Later, after they’ve trimmed every neck in the Administration Building and proceeded into the town and made their way to the commandant’s villa down the road and found him too drunk to sit up straight in his chair (the housekeeper, deaf as the rumors always promised she was, seemed unaware of the man’s condition in spite of the volume at which the old songs—
Ab in den Süden, Fuerstenfeld, Skandal im Sperrbezirk
—rang out from his study), after they’ve stolen a choice morsel of roast beef from beneath the nose of the squint-eyed U-boat cook who’s too busy having a cigar out in the ruined kitchen garden to notice, they return to Canada.

Jacob finds his son without his crutch, leaning against a table, sorting children’s clothes. Max has a tear in his eye but it’s not for the pain in his leg and it’s not even for his own lost sister. It’s for every lost child there is. Children not much younger than he but smaller and therefore less fortunate, should you consider an early exit from this place under whatever terms unfortunate. He’s beginning to wonder. Jacob gets a curt nod from Jankowski, out patrolling the margins of this place like some slow engine of destruction, and he goes to help the boy.

“What’s happened to your crutch?” he says.

Max keeps his mouth shut and tilts his head toward the fire that burns in the middle of the yard. Gray smoke rises in the afternoon air and collects like a thunderhead beneath the partial roof.

“Who did this?”

Max tilts his head toward the capo, who’s just now vanishing through the door.

“Doesn’t he know? Doesn’t he know you have a protector?”

“Maybe he knows, maybe he doesn’t. Maybe he resents it like the rest of them, Papa.”

“Let them resent you. Resentment doesn’t matter.” Jacob picks up a pair of trousers suited to a child of no more than four or five years old, shakes them out, and folds them tenderly before putting them in the pile.

“It matters if I don’t have a protector after all,” says Max.

“Your mother is still painting.”

“It’s been three weeks since I left the hospital, Papa. Three or four.”

“She’s still painting.”

“Maybe Vollmer has forgotten about me. Maybe he forgot about me the minute I left the hospital. Maybe there’s nothing to this
protector
business.”

“I’d prefer to believe that there is.”

“We’ll see, Papa. We’ll see.”

 

 

 

 

Max

 

 

I gave up on God, as did so many.

It was easier for me than it was for a lot of them. I’d never been especially religious. I’d never been all that attached to the synagogue. I was just a boy, remember, and in the years before the camp I’d been more of an outdoor type than a religious scholar. I guess I was an Animist by nature if I was anything at all, which meant that while I was in the death camp I missed the Carpathians more than I missed the Almighty.

Blessed be He.

Old habits die hard, you see, but they’re just habits.
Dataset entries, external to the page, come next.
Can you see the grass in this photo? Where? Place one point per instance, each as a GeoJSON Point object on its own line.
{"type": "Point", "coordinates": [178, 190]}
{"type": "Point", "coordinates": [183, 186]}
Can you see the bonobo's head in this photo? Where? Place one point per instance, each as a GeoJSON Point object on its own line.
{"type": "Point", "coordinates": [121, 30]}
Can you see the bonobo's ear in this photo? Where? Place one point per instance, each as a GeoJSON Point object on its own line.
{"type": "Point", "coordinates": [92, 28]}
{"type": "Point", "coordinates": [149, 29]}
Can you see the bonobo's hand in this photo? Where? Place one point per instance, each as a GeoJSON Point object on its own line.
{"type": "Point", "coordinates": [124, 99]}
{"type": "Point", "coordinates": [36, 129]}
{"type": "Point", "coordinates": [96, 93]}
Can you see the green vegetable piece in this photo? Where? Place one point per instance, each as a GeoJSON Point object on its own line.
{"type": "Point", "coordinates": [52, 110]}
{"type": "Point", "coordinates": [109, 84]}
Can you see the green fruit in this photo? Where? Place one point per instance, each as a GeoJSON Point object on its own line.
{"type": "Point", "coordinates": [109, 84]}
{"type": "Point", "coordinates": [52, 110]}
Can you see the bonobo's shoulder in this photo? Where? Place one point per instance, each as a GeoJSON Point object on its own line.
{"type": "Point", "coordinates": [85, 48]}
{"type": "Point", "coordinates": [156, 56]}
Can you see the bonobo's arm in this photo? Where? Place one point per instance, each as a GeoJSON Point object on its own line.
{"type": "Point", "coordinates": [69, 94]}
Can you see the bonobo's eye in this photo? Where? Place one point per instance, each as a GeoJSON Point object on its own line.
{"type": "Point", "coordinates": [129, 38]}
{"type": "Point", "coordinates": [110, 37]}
Just habits, in the end.

I remember men who would cry out in the night, though, hammering at the wood of their bunks and hammering at their own chests, struggling to understand how their God had forsaken them. They’d have torn at their clothes if they’d been dressed in anything other than rags already and if a man couldn’t have been shot for destroying the property of the Reich. The racket was all around me some nights, lamentation on an ancient and biblical scale, and all it did was keep me awake.

I don’t remember my father going through it. I don’t think he thought about God much. He was too busy worrying about my mother and me.

 

 

 

 

Sixteen

 

 

Gretel holds off on telling Eidel’s story until she’s gotten a good look at the picture she’s inscribing into the ceiling of the bunk. So she works on other things whenever she has a spare moment. Writing down the stories other women have told her, and searching for a likely place to hide the new jar that she’s nearly filled up already. The secret place behind the block where the water drains from the roof has proven to be a problem. She passed it last week and caught from the corner of her eye a glint of the old vinegar bottle, which apparently wasn’t buried deeply enough. Snowmelt had washed away gravel and undermined some of the earth beneath it and left a bit of glass exposed. She must get to that, too. She must cover the bottle again, before it’s discovered and dug out and emptied and all of her work comes to nothing. Her testimony scattered, reduced to a thing no more credible or lasting than birdsong.